Var tabii.. Geçenlerde yazdımdı ya.. 1977 yılında Amerika'da aldığım ilk cinim.. Bizde adı kottur.. Öyle bir marka idi ki kot, tüm cinse adını vermişti. Hâlâ insanlar dükkâna girdiklerinde "kot" diye soruyorlar, ama ne yazık ki kotun kendisi artık piyasada yok. Üretilmiyor.. Böyle bir marka nasıl ölü duruyor anlamam mümkün değil..
İlk kotumu 38 yaşında Amerika'da aldım.. Çünkü bizde yayıldığında, ben 30'ları yaşıyor ve kot giymek için kendimi fazla yaşlı buluyordum. Teenagerların giyimi idi kot da ondan.. Amerika'da kayınpederi kotla görünce "Hadi Holly" dedim.. Çıktık, o kotu aldık.. Levi tabii.. En ünlü marka oydu, onun için..
Levi adlı bir Yahudi, altına hücum devrinde Avrupa'dan çadır bezi ısmarlamış, gemi dolusu.. Fransa'nın Nimes kentinde üretilmiş... 'de Nimes' (Nimes'den demek) diye damga var üzerlerinde.. Amerikalılar ve onlara uyanlar, bizim kot karşılığı "Dönim" derler, bundan..
Levi efendinin elinde kalmış çadır bezleri.. Batacak.

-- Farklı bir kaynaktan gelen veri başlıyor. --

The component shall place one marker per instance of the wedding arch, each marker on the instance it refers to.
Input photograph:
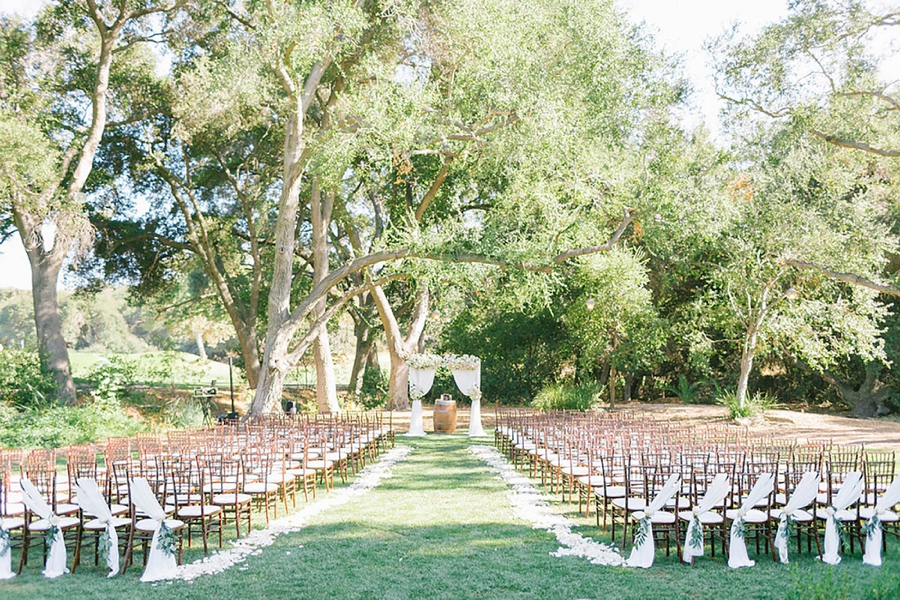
(466, 371)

Kafayı çalıştırmış.. Böyle durumlarda kafayı en iyi çalıştıran insanlardır Yahudiler bilirsiniz.. "Buruşmaz, ütü gerektirmez, aşınmaz, ömür boyu yıka giy" diye pantolon yapmış, üzeri 'de Nimes' damgalı çadır bezlerini.. Kot pantolonun, 'de Nimes' adının ve Levi markasının doğuşu bu..
Bir tane giydim denemek için.. Cuk oturdu.. "Tamam" dedim.. Tezgâhtar kız "Değil.. Bu uzun" dedi.. "Size 36/31 gerek.."

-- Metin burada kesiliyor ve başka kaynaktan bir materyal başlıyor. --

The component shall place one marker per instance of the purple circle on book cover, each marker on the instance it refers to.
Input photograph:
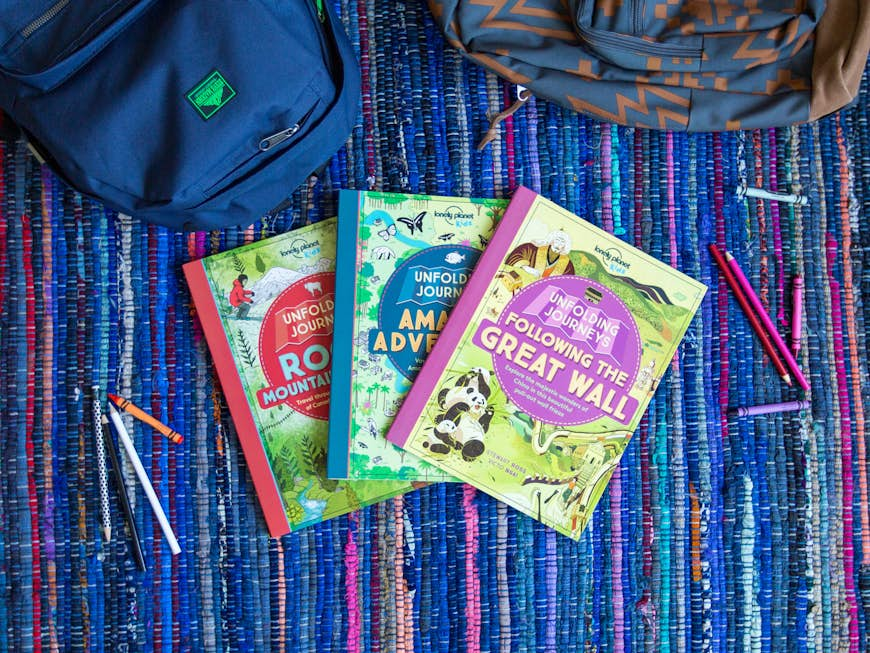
(566, 351)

Öyle bakıyorum.. Holly dedi ki.. Amerika'da öyle uzatmak, kısaltmak yoktur. Çünkü ilave el işi korkunç bir maliyet getirir.. Çözüm.. İmalat her talebi karşılayacak gibi yapılır..
Yani Amerikan 36 beden, ki bu benim bedenim, pantolonun her boyu ayrı üretilir.. Giydiğim 36/36 idi.. Yani 36 beden, 36 inç de boy.. Oysa benim bacak boyum 31 inç.. Buldu getirdi. Giydim çıktım dükkândan..
Gevezeliğin sonu yok.. Nerden başladık, nerelere geldik..
Yıllarca giydim bu 36/31 Levi'ımı (Livay okunur ya..) Sonra kayboldu.. Atıldı sandım.. Meğer taşınırken bir yerlere tıkılmış, orada kalmış.. Fatoş bulup getirmişti aylar önce.. Ne kadar mutlu olmuştum bilemezsiniz..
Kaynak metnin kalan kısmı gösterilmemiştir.